Jensen nodded. "When I worked through it, I decided that it meant everybody in the county would be a suspect. So it's meaningless."
Virgil said, "I've got a question for you, but I don't want you to take offense."
"Go ahead."
"Did your office ever issue.357s? To your deputies?"
"Yeah, you could of gone all day without asking me that," Jensen said. "We did, but years ago. We went to high-capacity.40s when the FBI did."
"What happened to the.357s?"
"That was before my time. As I understand it, guys were allowed to buy them at a discount. Some did, some didn't. Tell you the truth, some went away, we don't know where. Record keeping wasn't what it should have been. This was two sheriffs ago, so it doesn't have anything to do with Jim."

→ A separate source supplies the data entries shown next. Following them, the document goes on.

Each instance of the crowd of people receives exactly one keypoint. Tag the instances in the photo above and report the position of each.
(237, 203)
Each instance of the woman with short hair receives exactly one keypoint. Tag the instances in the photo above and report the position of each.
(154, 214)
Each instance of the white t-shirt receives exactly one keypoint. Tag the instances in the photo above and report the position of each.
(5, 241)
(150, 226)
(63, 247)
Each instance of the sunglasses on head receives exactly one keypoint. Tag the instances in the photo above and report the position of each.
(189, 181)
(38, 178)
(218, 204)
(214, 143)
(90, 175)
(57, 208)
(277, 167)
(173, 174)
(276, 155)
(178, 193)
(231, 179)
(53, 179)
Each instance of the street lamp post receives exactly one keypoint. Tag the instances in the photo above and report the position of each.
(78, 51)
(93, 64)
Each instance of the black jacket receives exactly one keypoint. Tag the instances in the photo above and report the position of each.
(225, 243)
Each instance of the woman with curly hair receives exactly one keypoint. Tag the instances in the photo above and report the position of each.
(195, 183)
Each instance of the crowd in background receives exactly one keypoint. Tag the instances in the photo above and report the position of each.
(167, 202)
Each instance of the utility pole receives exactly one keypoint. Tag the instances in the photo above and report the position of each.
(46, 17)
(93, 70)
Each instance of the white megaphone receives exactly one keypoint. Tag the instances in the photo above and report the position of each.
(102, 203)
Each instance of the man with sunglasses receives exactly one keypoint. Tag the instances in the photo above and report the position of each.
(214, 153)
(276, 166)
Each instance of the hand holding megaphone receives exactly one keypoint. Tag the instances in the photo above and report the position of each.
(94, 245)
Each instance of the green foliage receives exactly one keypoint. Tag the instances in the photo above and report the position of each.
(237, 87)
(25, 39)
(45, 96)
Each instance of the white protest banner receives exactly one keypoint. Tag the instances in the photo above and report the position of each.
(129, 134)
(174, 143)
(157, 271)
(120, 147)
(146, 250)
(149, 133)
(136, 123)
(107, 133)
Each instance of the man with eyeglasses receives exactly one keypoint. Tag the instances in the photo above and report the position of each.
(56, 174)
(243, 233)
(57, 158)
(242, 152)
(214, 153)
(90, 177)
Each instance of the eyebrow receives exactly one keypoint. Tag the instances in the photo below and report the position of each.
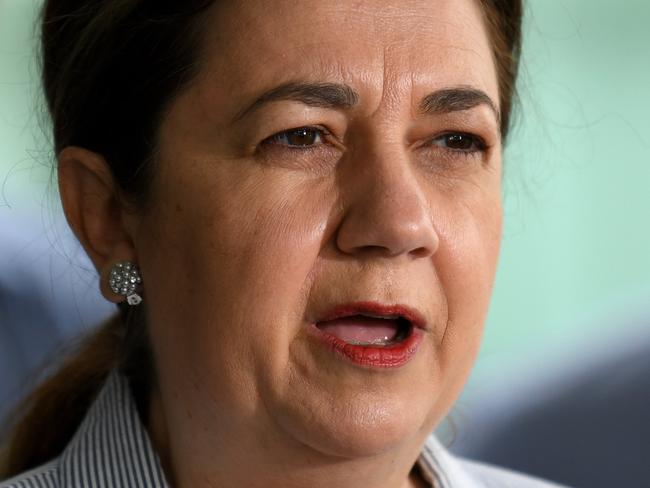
(326, 95)
(457, 99)
(341, 96)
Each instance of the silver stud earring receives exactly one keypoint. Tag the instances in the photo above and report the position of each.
(124, 279)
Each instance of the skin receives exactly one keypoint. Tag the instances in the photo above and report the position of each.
(245, 241)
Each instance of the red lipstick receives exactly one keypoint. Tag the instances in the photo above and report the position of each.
(390, 355)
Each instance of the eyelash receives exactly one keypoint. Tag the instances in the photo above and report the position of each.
(478, 145)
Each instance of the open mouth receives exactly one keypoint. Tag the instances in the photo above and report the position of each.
(368, 330)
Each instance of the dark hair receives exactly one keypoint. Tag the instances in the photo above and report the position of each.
(110, 70)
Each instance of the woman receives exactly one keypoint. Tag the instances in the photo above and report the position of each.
(297, 208)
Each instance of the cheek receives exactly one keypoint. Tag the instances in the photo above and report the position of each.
(466, 263)
(231, 272)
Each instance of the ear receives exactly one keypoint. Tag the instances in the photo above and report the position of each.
(94, 210)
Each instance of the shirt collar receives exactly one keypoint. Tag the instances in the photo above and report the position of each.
(112, 449)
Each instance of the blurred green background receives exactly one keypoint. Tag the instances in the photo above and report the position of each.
(574, 265)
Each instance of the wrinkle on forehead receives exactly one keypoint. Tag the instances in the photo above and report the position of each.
(384, 49)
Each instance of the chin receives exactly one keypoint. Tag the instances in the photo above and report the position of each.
(365, 425)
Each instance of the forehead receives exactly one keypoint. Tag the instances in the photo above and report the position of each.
(379, 47)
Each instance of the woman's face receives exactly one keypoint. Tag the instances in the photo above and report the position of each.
(332, 158)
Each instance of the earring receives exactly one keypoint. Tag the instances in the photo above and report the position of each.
(124, 279)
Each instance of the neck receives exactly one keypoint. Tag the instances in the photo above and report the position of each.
(261, 461)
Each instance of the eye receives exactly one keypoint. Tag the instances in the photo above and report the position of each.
(460, 142)
(300, 137)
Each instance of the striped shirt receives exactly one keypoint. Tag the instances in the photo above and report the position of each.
(111, 448)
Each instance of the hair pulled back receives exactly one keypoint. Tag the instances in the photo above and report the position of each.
(110, 69)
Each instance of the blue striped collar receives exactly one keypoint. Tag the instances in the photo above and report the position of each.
(112, 449)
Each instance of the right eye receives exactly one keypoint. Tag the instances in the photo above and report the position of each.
(301, 137)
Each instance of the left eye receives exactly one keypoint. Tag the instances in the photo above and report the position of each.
(300, 137)
(457, 141)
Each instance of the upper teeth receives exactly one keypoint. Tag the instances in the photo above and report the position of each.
(387, 317)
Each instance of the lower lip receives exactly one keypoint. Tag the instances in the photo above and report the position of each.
(391, 356)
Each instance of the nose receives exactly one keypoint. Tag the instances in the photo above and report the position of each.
(386, 209)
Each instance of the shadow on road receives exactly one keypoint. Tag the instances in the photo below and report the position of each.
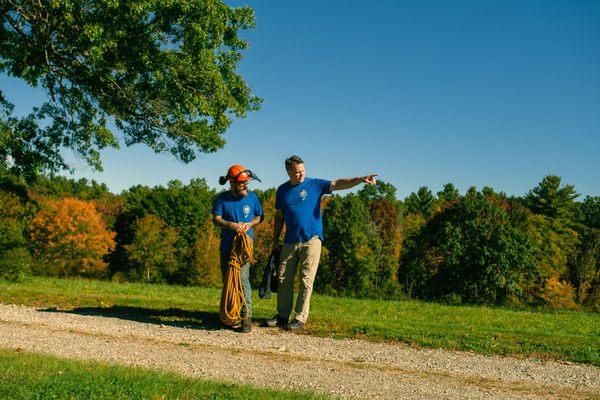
(174, 317)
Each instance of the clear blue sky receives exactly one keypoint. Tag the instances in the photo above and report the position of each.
(496, 93)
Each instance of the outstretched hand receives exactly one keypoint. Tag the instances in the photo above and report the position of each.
(370, 179)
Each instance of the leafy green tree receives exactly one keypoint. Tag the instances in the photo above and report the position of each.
(469, 251)
(184, 207)
(388, 245)
(15, 260)
(448, 193)
(589, 210)
(421, 202)
(351, 266)
(162, 72)
(550, 199)
(153, 250)
(380, 191)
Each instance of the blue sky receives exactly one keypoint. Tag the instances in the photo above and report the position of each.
(477, 93)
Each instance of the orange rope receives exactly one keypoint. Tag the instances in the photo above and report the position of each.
(232, 295)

"But you thought of that," Virgil said.
"Sure."
THEY TALKED for another fifteen minutes, and Jensen said that he was looking through medical records at the partnership that had taken over Gleason's practice, and also at the regional hospital. "It's buried back there somewhere. Maybe the same guy killed Bill Judd, if Judd is really dead. He and Gleason were almost exactly the same age, so there's gotta be a tie. Maybe this killer-guy is waiting to go after somebody else, sitting out there thinking about it."
"Could have gone all day without saying that," Virgil said.
VIRGIL FOLLOWED JENSEN back into town, cut away when Jensen turned north toward the courthouse. The motel clerk had recommended two lunch spots, Ernhardt's Cafe and Johnnie's Pizza, both on Main Street. Virgil decided Italian might be too much, and checked out Ernhardt's.
The cafe turned out to be a combination German deli and bakery, cold meat, fresh-baked potato bread, pickles, and sauerkraut. Virgil got a roast beef on rye with rough mustard, a pickle, and a half pound of bright yellow potato salad, and took it to one of the low-backed booths that lined the wall opposite the ordering counter.
A minute or so after he sat down, the sheriff's sister stepped in, blinked in the dimmer light, said hello to the woman behind the counter, ordered a salad and coffee, spotted Virgil in the back booth and nodded to him. He nodded back, and a moment later, she carried her lunch tray over and slid into the seat on the other side of the booth.
"Are you going to save Jimmy's job?" she asked.
She was not perfectly good looking-her eyebrows might have down sloped a little too much, her mouth might have been a quarter-inch too wide-but she was very good-looking, and certainly knew it. She was smiling when she asked her question, but her green eyes were serious.
"Does it need saving?" Virgil asked.
"Maybe," she said. And, "My name's Joan Carson. Jimmy said you had some nice things to say about my ass."
"Jimmy's job just got in deeper trouble," Virgil said, but she was still smiling and that wasn't bad. "Tell me about that, though. His job."
She shrugged, dug into her salad. "This is his second term. Most sheriffs have to get over the third-election hump. That's just the way it is, I guess. You've pissed off enough people to get fired, if they're not so impressed that they feel obligated to vote for you."
"They're not impressed?"
"They were, until the murders," she said. "Jimmy runs a good office, he's fair with his deputies. Now, he's got these murders and he's not catching who did it."
"Did he tell you that?" Virgil asked.
"Common knowledge," she said. She picked a raw onion ring out of her salad and crunched half of it, and pointed the crescent-moon remainder at Virgil. "Everybody knows everybody, and the deputies talk. Nobody's got any idea who did the shooting."